Silver-Champion-4846@reddit
Mozilla TTS? Didn't that become Coqui TTS, which then became abandoned as the company shut down?
MaruluVR@reddit
GPT Sovits supports English, Chinese, Japanese, Korean and Cantonese with 0 shot voice cloning and custom voice fine tuning. You can make the voices sigh and laugh. It excels at Asian languages probably the best Japanese open source one out there, but not the best at English.
randomanoni@reddit
Piper is good. Otherwise Kaldi might be a good fit.
Ok_Needleworker_5247@reddit
You might want to explore MBROLA or eSpeak NG, which offer good multi-lang support and can work offline. Also, Mozilla TTS has been evolving well with diverse voice models.
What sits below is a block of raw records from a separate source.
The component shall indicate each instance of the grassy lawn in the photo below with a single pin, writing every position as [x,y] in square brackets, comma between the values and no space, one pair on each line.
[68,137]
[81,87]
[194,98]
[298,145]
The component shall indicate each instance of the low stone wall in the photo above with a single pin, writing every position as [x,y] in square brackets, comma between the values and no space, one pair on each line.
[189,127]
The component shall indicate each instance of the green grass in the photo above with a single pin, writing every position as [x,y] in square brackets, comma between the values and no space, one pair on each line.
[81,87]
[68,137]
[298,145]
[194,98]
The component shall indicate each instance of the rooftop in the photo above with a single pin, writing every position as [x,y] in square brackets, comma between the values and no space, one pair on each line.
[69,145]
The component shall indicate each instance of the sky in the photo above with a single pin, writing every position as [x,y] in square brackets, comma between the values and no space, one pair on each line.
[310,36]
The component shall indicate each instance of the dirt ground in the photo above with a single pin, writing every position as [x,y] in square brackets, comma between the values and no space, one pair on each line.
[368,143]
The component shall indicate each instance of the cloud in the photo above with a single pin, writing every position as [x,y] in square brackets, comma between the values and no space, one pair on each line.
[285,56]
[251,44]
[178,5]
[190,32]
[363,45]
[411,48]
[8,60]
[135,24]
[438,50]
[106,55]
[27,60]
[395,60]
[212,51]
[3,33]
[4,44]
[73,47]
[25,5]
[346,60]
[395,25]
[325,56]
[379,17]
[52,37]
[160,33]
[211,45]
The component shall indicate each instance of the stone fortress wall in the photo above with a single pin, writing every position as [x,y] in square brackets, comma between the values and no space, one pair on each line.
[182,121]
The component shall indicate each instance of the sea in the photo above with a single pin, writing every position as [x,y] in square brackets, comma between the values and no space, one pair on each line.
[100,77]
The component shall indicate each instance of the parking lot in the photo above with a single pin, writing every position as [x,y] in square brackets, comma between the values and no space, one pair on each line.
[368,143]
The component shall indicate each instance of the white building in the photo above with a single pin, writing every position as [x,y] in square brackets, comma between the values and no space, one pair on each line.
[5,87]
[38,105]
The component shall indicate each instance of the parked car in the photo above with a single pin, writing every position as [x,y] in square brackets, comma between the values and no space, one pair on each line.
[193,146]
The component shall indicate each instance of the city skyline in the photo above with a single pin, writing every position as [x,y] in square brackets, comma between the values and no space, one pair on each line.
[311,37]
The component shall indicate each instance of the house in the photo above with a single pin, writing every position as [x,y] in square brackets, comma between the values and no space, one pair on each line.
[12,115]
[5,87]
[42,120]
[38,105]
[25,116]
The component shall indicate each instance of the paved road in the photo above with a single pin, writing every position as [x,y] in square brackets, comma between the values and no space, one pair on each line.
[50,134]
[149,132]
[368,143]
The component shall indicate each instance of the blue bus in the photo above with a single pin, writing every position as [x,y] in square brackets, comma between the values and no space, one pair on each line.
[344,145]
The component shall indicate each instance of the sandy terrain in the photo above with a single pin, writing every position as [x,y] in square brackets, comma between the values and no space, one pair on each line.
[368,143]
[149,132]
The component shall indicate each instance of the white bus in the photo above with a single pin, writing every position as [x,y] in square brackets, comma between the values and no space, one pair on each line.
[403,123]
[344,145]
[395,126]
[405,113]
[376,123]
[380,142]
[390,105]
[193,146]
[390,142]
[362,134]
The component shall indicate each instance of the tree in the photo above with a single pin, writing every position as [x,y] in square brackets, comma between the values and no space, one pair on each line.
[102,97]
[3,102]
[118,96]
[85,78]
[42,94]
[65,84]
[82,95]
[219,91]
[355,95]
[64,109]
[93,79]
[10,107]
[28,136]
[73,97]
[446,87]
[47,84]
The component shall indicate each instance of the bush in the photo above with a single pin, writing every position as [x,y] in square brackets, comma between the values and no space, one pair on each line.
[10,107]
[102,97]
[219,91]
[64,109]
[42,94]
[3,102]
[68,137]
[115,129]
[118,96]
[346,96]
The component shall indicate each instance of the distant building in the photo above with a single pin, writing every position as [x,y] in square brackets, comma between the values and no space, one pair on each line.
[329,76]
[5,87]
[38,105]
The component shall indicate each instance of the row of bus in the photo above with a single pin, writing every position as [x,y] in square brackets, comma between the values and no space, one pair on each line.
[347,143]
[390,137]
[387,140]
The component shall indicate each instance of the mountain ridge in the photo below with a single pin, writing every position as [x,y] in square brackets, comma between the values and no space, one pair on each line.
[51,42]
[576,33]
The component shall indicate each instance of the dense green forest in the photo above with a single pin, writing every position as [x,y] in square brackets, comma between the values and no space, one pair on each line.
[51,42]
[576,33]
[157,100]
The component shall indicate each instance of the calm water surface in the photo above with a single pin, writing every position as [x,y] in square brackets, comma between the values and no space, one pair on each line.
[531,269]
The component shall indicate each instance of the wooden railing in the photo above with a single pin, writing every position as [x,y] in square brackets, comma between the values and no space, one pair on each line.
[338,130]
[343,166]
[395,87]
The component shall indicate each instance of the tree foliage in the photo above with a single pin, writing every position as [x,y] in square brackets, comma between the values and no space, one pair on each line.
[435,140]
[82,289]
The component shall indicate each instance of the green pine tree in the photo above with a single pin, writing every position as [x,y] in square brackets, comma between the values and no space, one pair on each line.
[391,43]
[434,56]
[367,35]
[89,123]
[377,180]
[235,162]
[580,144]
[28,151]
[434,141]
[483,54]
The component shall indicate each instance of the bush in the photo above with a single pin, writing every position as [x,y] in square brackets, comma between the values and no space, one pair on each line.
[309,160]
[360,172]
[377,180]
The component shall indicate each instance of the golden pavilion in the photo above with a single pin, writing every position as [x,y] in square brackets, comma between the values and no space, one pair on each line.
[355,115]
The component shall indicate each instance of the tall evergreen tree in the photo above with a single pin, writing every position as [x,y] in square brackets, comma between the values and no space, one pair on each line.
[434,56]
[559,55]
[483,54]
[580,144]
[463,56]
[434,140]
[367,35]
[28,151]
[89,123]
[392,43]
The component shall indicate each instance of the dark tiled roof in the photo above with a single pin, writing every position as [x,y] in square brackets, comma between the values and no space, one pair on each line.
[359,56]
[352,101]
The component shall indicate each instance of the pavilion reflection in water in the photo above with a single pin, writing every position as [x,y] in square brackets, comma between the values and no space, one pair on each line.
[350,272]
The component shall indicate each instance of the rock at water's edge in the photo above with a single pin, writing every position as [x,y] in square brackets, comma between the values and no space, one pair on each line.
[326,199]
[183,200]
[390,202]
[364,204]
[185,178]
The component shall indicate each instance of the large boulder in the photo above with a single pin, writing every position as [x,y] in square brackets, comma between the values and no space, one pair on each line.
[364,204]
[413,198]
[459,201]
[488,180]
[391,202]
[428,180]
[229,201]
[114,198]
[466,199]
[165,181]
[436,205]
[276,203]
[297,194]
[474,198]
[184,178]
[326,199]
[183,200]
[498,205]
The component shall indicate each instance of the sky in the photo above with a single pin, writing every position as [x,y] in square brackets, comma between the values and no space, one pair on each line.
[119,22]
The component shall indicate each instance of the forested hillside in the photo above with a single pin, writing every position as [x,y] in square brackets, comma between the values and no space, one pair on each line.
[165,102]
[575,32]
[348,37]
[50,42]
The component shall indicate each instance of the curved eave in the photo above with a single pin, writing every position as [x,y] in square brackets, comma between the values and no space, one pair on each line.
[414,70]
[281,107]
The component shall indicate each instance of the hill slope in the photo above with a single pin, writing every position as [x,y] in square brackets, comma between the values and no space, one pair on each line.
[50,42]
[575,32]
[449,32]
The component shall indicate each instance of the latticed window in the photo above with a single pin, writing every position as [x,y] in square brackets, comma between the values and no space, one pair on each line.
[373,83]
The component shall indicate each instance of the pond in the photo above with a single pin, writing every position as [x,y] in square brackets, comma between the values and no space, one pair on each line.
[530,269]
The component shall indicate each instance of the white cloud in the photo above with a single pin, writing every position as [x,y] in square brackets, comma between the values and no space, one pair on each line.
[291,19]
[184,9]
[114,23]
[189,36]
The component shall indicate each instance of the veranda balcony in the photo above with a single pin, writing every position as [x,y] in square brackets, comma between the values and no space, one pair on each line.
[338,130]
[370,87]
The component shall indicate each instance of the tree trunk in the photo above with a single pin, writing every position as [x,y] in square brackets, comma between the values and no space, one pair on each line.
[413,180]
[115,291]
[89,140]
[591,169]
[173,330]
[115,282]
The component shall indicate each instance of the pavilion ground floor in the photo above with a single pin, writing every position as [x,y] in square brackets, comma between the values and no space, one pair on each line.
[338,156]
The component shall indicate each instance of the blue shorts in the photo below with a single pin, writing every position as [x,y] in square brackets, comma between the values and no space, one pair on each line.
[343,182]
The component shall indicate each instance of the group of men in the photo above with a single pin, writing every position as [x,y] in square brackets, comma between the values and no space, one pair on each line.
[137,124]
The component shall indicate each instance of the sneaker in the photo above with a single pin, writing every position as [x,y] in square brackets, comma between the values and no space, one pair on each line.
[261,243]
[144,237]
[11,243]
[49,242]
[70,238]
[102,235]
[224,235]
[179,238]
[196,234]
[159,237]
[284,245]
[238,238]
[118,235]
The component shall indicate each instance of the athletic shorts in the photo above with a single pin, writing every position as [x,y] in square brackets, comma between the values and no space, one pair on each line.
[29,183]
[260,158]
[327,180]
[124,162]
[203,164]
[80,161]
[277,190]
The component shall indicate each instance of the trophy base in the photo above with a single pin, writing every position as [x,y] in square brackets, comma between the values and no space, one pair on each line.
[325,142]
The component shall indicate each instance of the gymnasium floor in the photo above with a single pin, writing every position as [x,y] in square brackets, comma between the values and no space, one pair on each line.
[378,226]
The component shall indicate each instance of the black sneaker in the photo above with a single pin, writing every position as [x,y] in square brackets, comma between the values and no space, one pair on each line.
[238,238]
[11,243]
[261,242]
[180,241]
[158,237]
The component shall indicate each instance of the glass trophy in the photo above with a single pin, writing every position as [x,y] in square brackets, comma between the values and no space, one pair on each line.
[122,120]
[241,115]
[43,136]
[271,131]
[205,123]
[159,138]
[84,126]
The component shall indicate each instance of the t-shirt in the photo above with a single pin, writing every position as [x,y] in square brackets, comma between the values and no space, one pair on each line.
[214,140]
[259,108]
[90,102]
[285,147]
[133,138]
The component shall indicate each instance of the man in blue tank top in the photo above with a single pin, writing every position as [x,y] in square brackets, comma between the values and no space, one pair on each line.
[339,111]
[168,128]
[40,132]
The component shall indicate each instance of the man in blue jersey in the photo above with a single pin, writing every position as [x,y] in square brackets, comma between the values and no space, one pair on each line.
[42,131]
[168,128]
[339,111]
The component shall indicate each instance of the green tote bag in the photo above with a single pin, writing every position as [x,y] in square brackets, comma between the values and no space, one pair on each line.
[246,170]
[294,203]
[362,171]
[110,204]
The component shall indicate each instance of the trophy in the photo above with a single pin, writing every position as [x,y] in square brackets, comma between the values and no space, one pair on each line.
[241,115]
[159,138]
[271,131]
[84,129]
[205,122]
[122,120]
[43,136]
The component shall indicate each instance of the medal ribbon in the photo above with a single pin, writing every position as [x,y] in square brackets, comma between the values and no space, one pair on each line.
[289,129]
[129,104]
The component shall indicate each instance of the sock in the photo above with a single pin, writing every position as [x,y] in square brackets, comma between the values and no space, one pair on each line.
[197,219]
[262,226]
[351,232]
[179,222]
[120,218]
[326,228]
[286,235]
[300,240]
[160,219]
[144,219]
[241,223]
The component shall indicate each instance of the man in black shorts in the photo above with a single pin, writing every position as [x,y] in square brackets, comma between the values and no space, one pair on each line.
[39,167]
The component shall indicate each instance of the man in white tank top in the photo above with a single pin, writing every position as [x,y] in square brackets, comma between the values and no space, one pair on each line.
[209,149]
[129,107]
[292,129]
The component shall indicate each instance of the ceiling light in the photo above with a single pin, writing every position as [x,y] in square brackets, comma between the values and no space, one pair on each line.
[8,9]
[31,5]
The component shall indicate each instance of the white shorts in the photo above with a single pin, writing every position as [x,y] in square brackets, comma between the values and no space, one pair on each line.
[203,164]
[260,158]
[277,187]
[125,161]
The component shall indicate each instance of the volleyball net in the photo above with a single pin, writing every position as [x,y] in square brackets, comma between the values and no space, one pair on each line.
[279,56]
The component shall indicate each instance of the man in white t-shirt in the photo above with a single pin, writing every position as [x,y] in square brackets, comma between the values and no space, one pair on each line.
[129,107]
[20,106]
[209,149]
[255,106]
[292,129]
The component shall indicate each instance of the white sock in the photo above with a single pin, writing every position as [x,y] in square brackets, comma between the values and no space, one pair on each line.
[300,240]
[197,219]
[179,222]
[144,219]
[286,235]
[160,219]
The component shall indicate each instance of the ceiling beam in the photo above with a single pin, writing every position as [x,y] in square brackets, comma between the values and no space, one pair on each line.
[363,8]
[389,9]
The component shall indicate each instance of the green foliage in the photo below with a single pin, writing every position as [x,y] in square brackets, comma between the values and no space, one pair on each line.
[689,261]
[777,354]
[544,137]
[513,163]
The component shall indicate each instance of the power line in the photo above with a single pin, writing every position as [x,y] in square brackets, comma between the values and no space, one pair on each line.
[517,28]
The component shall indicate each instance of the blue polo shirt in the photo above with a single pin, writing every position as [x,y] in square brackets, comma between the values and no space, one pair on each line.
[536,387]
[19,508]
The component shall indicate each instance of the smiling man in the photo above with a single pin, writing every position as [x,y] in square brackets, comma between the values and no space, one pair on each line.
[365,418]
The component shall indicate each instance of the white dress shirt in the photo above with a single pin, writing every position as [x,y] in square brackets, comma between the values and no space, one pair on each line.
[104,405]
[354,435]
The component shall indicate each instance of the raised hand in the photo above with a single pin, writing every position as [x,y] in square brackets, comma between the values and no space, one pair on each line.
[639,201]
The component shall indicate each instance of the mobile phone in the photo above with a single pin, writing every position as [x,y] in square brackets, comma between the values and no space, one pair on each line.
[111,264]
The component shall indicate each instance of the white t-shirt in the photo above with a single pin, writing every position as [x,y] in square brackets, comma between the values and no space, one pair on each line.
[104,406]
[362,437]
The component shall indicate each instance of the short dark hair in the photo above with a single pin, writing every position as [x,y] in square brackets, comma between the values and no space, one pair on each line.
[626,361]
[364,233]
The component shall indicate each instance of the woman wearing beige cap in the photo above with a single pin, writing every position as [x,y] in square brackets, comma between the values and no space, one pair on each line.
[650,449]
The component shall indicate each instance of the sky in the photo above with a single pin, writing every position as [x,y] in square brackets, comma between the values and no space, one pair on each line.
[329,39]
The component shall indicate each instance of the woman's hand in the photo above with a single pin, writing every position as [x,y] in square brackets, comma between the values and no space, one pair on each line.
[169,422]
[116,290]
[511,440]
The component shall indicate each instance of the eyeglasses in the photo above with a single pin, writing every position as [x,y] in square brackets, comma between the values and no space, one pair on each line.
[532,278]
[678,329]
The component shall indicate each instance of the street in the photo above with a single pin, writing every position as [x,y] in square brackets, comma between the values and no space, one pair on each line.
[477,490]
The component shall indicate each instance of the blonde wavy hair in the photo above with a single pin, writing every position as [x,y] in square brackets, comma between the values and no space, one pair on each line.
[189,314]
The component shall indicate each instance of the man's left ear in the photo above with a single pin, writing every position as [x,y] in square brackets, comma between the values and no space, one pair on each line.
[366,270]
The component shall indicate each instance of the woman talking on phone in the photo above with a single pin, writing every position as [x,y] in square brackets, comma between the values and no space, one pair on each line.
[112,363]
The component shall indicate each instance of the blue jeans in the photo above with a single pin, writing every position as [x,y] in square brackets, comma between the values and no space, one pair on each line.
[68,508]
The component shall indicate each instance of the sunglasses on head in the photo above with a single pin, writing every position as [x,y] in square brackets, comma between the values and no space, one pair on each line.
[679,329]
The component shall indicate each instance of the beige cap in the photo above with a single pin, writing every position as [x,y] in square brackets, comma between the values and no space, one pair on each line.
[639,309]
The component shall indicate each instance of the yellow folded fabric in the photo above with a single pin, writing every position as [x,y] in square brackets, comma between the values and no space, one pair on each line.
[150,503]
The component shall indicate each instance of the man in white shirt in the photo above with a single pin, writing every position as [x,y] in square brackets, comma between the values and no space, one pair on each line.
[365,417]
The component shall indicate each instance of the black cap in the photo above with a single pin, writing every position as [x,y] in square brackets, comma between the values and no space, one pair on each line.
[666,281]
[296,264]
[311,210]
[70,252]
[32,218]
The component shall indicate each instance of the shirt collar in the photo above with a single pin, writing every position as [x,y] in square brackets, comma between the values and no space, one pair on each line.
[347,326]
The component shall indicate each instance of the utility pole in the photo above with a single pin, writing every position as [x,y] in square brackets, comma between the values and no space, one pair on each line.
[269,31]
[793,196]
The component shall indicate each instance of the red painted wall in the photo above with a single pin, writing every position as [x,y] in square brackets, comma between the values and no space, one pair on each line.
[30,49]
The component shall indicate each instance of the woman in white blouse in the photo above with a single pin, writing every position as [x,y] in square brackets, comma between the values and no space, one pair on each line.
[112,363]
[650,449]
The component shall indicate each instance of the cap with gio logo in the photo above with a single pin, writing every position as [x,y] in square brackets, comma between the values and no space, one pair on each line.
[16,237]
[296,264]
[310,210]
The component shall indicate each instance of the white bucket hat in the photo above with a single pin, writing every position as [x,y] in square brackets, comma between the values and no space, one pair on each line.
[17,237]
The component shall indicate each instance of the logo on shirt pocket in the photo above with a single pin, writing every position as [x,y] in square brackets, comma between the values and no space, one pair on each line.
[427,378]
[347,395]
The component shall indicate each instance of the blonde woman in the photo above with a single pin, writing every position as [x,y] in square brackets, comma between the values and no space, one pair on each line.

Consider checking licensing terms for each, especially if distributing voice samples. For distribution, AI models often need explicit permissions for voice cloning. This article might help in assessing model characteristics and compatibilities.
DeProgrammer99@reddit
Anki can use any installed TTS engine on Android; not sure about other OSes. I couldn't find a package for a TTS engine that's as good or better than Kokoro and supports Japanese, though. Would be awesome to see that.
Routine_Internal_771@reddit
(I wrote the code and didn't think people were going into the weeds with TTS)
AnkiDroid only uses the currently selected TTS engine for voice discovery
If this is causing you problems, please add an issue to our GitHub and we can fix it to use all system voices
Black-Mack@reddit
I think they meant a TTS model problem not an AnkiDroid problem.
In fact they mention AnkiDroid picking the system TTS as a feature not a bug.
Thank you for the work you've done to improve the app :)
utilitycoder@reddit
How do you develop an Anki add-on? I would be interested in the reverse speech and pronunciation scoring.